If We Want To Save Humanity, We Need To Advocate For The Future

By Eillie Anzilotti

 
April 13, 2018
 

Across the world, we’re confronted with numerous problems. And while it can often feel overwhelming to think about how we’re going to tackle them, the philosopher and author Will MacAskill thinks we’re actually going to be just fine.

 

The founder of Effective Altruism, during a talk at TED 2018 in Vancouver, says that “in terms of power to change the world, we live in an unprecedented time in human history.” MacAskill’s Effective Altruism approach focuses on figuring out how mankind can optimize its collective resources and capabilities to do the most good. The world’s most pressing problems, he says, are big, solvable, and neglected, and his philosophical strategy uses evidence and careful reasoning to determine which to tackle, and how best to do so.

Take disease. “We actually have an amazing track record in global health,” MacAskill says. Rates of death for measles and diarrheal diseases are down 70%, and the successful eradication of smallpox in 1980 has saved an estimated 60 million lives–“more lives saved than if we had achieved world peace in the same time frame,” he says. World health, then, is an issue that’s solvable, with the right resources and approaches.

If We Want To Save Humanity, We Need To Advocate For The Future | DeviceDaily.com
 
[Photo: Lawrence Sumulong/TED]

Factory farming, and the pain and suffering it causes animals, would be too if we moved it out of the “neglected” category. Currently, efforts to end factory farming receive just $19.9 million per year, versus the $1.2 billion that go to animal shelters–despite the fact that farmed animals radically outnumber pets. Reducing our dependence on factory farming, MacAskill says, comes down to re-allocating our resources.

What he’s not as optimistic about is our ability to tackle truly existential threats like nuclear war and global pandemics. These are unimaginable catastrophes, MacAskill says, and we have largely ignored them as a society. If we continue to, we will bring about “the curtailment of humanity’s future potential.”

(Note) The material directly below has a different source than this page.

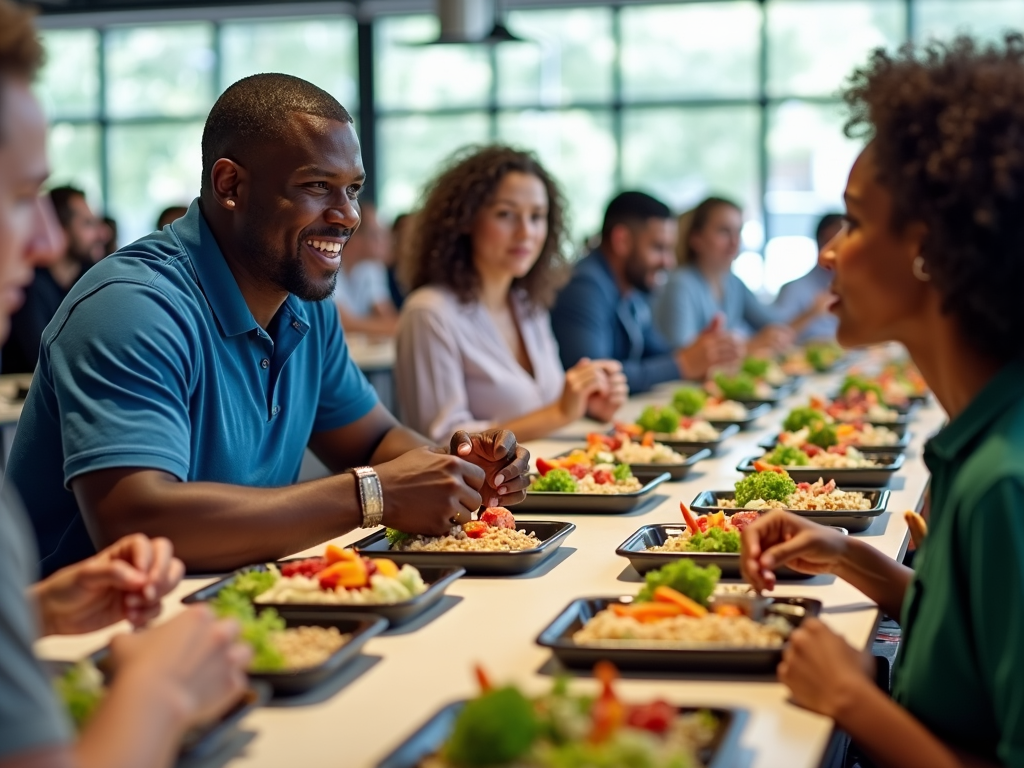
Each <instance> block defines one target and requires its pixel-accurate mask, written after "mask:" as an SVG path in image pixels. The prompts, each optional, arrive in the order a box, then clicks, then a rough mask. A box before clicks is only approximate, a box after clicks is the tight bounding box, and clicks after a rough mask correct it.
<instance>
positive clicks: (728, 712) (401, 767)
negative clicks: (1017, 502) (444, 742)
mask: <svg viewBox="0 0 1024 768" xmlns="http://www.w3.org/2000/svg"><path fill="white" fill-rule="evenodd" d="M465 706H466V701H465V700H462V701H455V702H453V703H450V705H447V706H446V707H444V708H442V709H441V710H440V711H439V712H438V713H437V714H436V715H434V716H433V717H431V718H430V719H429V720H427V722H425V723H424V724H423V725H421V726H420V727H419V728H417V729H416V731H415V732H414V733H413V734H412V735H410V736H409V737H408V738H407V739H406V740H404V741H402V742H401V743H400V744H398V746H397V748H396V749H395V750H394V752H392V753H391V754H390V755H388V756H387V757H386V758H384V760H382V761H381V762H380V763H378V764H377V768H419V766H420V765H422V764H423V762H424V761H425V760H427V758H430V757H431V756H433V755H436V754H437V753H438V752H439V751H440V749H441V746H443V744H444V742H445V741H446V740H447V738H449V736H450V735H451V734H452V730H453V728H454V727H455V722H456V719H457V718H458V717H459V713H460V712H462V708H463V707H465ZM698 710H703V711H707V712H710V713H711V714H712V715H714V716H715V717H716V718H717V719H718V723H719V728H718V732H717V733H716V734H715V738H714V739H713V740H712V742H711V744H709V745H708V746H707V748H706V749H703V750H701V751H700V752H699V753H698V754H697V758H698V759H699V760H700V765H702V766H705V767H706V768H729V766H731V765H733V761H734V759H735V757H736V752H737V750H738V749H739V736H740V734H741V732H742V730H743V723H744V721H745V720H746V712H745V711H743V710H721V709H716V708H713V707H703V708H697V707H682V708H680V711H681V712H682V713H690V712H696V711H698Z"/></svg>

“The last two centuries brought tremendous progress, but they also brought about the possibility of nuclear war, global pandemics, and climate change,” he says. These are the issues that hold the greatest threat to humanity’s future. “But future people don’t have a voice today–and that means we spend a paltry amount of resources on these issues,” MacAskill says. Categories like geoengineering, biorisk, nuclear non-proliferation, and the security of artificial intelligence receive only tens of millions of dollars per year, compared to the billions funneled into other issues.

MacAskill suggests that we take a rational look at our resource allocation, and significantly beef up the amount we devote to organizations like the Nuclear Threat Initiative, which works on nuclear non-proliferation strategies, and the Blue Ribbon Study Panel on Biodefense, which aims to build up protections against the threat of targeted infectious diseases.

“By focusing on problems that are big, solvable, and neglected, we can make a difference in the world for years to come,” he says.